Il se sentait beaucoup mieux – l’hébétude dans laquelle l’avait plongé le rêve s’était dissipée, et il avait de nouveau les idées claires. Bien que taraudé par une soif épouvantable, il était presque certain de tenir le coup jusqu’à ce que la marée redescende – seulement, il fallait pour cela qu’il franchisse la herse…
Au bout de quelques instants, il réussit à s’accrocher aux barreaux à l’angle de la grotte.

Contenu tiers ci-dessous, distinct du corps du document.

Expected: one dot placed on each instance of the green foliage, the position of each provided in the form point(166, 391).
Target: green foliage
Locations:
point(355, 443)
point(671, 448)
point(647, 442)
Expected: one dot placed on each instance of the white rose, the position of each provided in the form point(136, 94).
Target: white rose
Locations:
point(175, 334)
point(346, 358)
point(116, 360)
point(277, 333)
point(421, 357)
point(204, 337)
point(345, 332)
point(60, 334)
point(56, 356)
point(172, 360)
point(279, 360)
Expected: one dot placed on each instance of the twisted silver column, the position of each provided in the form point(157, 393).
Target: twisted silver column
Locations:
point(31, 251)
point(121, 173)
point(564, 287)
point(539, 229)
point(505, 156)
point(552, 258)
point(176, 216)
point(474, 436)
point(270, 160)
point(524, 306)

Gêné par ses vêtements trempés, il se traita d’imbécile de ne pas avoir pensé à se déshabiller. Il aurait très bien pu rouler ses affaires en boule et les faire passer au-dessus de la herse. Mais à présent, il était trop tard. Il parvint à grimper sur le rocher en s’aidant d’un des barreaux. Il n’y avait là aucun espace, pas plus qu’aussi loin où il pouvait tendre la main. Les barreaux grimpaient jusqu’au plafond de la grotte. Il tenta sa chance de l’autre côté, sans plus de succès. Cependant, il trouva un point d’appui convenable et resta appuyé là pendant ce qui lui sembla durer une éternité.

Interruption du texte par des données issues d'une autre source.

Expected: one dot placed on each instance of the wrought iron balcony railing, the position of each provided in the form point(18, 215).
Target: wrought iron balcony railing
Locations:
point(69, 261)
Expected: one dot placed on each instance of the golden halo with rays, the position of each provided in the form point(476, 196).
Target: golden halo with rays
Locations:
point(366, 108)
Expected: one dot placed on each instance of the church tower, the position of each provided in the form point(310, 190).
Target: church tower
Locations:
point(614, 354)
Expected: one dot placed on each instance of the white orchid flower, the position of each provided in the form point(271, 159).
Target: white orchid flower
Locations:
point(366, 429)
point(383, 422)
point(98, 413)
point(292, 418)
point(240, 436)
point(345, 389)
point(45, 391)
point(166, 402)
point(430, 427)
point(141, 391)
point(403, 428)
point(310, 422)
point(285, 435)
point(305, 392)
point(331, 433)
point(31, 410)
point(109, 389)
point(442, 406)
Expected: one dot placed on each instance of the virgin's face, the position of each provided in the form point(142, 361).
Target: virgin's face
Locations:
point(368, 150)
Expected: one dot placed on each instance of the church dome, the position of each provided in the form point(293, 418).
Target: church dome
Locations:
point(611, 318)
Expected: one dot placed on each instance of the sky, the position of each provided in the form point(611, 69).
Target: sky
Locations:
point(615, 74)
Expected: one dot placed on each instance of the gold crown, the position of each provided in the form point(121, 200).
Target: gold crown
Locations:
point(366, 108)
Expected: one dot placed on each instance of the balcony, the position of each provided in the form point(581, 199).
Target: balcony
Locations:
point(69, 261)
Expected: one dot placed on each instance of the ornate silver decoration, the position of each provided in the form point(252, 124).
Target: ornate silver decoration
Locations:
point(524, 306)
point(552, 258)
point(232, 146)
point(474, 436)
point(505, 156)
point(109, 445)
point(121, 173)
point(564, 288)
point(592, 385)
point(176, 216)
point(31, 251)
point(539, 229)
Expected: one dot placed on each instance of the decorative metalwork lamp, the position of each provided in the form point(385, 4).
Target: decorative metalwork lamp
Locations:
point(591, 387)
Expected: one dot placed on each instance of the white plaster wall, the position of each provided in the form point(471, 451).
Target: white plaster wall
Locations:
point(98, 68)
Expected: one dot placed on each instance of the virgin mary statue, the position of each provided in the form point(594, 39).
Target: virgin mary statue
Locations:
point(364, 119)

Si le dernier barreau horizontal était droit, il restait une chance pour que la grotte forme une voûte plus haute en son milieu. Dès que le niveau d’eau eut monté suffisamment, il essaya de nouveau. Il n’avait plus besoin de tendre la main très loin ; partout il pouvait toucher le plafond de la grotte, seulement, la herse montait jusqu’en haut sur toute la longueur. Old Foxy Fixon l’avait astucieusement installée, de façon à ne laisser aucun espace… aucune issue côté mer.

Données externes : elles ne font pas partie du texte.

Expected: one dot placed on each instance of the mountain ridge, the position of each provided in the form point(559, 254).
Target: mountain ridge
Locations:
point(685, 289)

Jervis s’arma de courage – d’un courage froid et opiniâtre. Au fond, il n’avait pas vraiment cru pouvoir gagner l’entrée de la grotte. Renonçant à cette idée, il décida de rejoindre la corniche sur laquelle ouvrait le passage. Étant donné qu’elle serait certainement au-dessus du niveau de l’eau, il devrait y parvenir assez vite. Quant à ce qu’il adviendrait ensuite… Il n’était pas impossible que Leonard revienne et ouvre la porte sans se méfier, auquel cas il se retrouverait immédiatement cloué au sol. Jervis s’imagina avec délices en train de l’agripper par les chevilles. Une chute dans le passage ne devait pas faire du bien !
Bon, il fallait d’abord trouver la corniche, ce qui ne s’annonçait pas si simple. Le niveau de l’eau devait être encore à environ un mètre au-dessous. Mais il pouvait aussi chercher le rocher incliné, qui à présent était probablement en grande partie submergé, et, une fois qu’il l’aurait repéré, il saurait comment rejoindre la corniche. En fin de compte, il trouva celle-ci sans difficulté. Se hisser dessus fut en revanche une autre paire de manches. Outre que le rebord surplombait l’eau de soixante centimètres, la paroi était aussi lisse et glissante que du verglas. Et il n’aurait jamais réussi à y grimper si sa main n’avait pas effleuré par hasard un anneau scellé sur le côté. Ramené en arrière par le poids de ses vêtements mouillés et la fatigue, il s’était déjà soulevé à bout de bras une douzaine de fois lorsque ses doigts se refermèrent dessus. Un anneau en fer tout rouillé, qui avait sans doute servi à attacher la corde qu’utilisait Old Foxy pour récupérer ses fûts. Une véritable aubaine…
Haletant, Jervis banda ses muscles, posa un genou sur le rebord, puis bascula en avant.